The raw honesty Rob writes with is equally heartbreaking and heartwarming.
The way he talks about not wanting to kill himself, but if he happened to die another way, that would be okay, and whilst I haven’t lost a child (thank goodness), I have suffered – and do suffer – from depression due to a neurological condition. And on more than a healthy number of occasions have I thought “I don’t want to die as such but I’d be happy not to wake up in the morning”. And to see it written down like this is amazing and crushing and so, so sad.
Grief has been no stranger to me, and I’ve experienced the day-by-day, hour-by-hour, minute-by-minute way of living, and yet, to have to move on with your life after your child has passed – it breaks my heart to even consider.
It may sound bizarre to people who haven’t experienced grief, but Rob captures the humour in it perfectly. There are genuine laughs and I found myself smiling throughout it. Sometimes when you’re going through the hardest times, your options are to cry or to smile. And sometimes you’ve done too much crying, so smiling is your only option.
As sad as it was, I didn’t find myself crying until the end. And it wasn’t necessarily crying because Henry had died. It was more crying at how the family dealt with it and their love for each other. It’s so moving in so many ways that it will definitely cause a tear or two.
I’ve not watched Rob in anything on telly, but I had heard of him and the difficulties he experienced via interviews and whatnot. And so I didn’t necessarily know what to expect from him, but he has such a powerful touch that I’m eager to watch him do what he loves.

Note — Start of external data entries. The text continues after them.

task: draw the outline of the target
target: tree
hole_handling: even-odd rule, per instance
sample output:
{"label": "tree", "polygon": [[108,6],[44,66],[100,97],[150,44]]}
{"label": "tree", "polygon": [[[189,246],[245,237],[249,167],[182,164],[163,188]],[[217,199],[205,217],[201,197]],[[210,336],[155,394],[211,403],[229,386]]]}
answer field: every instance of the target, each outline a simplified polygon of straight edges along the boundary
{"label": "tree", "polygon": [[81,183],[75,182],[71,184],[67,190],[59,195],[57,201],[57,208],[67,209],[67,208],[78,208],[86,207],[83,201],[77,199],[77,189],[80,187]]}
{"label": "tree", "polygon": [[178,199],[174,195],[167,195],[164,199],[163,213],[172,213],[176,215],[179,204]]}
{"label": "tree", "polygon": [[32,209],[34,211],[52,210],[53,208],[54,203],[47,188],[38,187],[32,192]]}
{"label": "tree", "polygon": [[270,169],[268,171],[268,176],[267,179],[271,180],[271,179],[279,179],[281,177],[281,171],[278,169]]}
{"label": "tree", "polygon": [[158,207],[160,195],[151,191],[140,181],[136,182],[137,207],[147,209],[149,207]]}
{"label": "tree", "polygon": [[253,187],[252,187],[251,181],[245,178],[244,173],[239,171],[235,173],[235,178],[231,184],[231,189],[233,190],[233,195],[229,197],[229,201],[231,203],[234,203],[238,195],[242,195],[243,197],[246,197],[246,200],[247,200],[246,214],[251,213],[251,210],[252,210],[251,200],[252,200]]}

This must have been such a difficult book to write, but I thank Rob for allowing us to get to know Henry, if only for 200 pages. I would gladly read about him for so much more if he ever felt like sharing more. It’s a quick read, which given it’s difficult subject matter, is probably a good thing, but it means you can fully absorb yourself into it for one sitting.
Rob has given us all such a gift with this book. It’s a cruel, cruel world sometimes, but he proves it is possible to go through the worst of it whilst keep your head above water, and it’s possible to find the joy amongst the sorrow.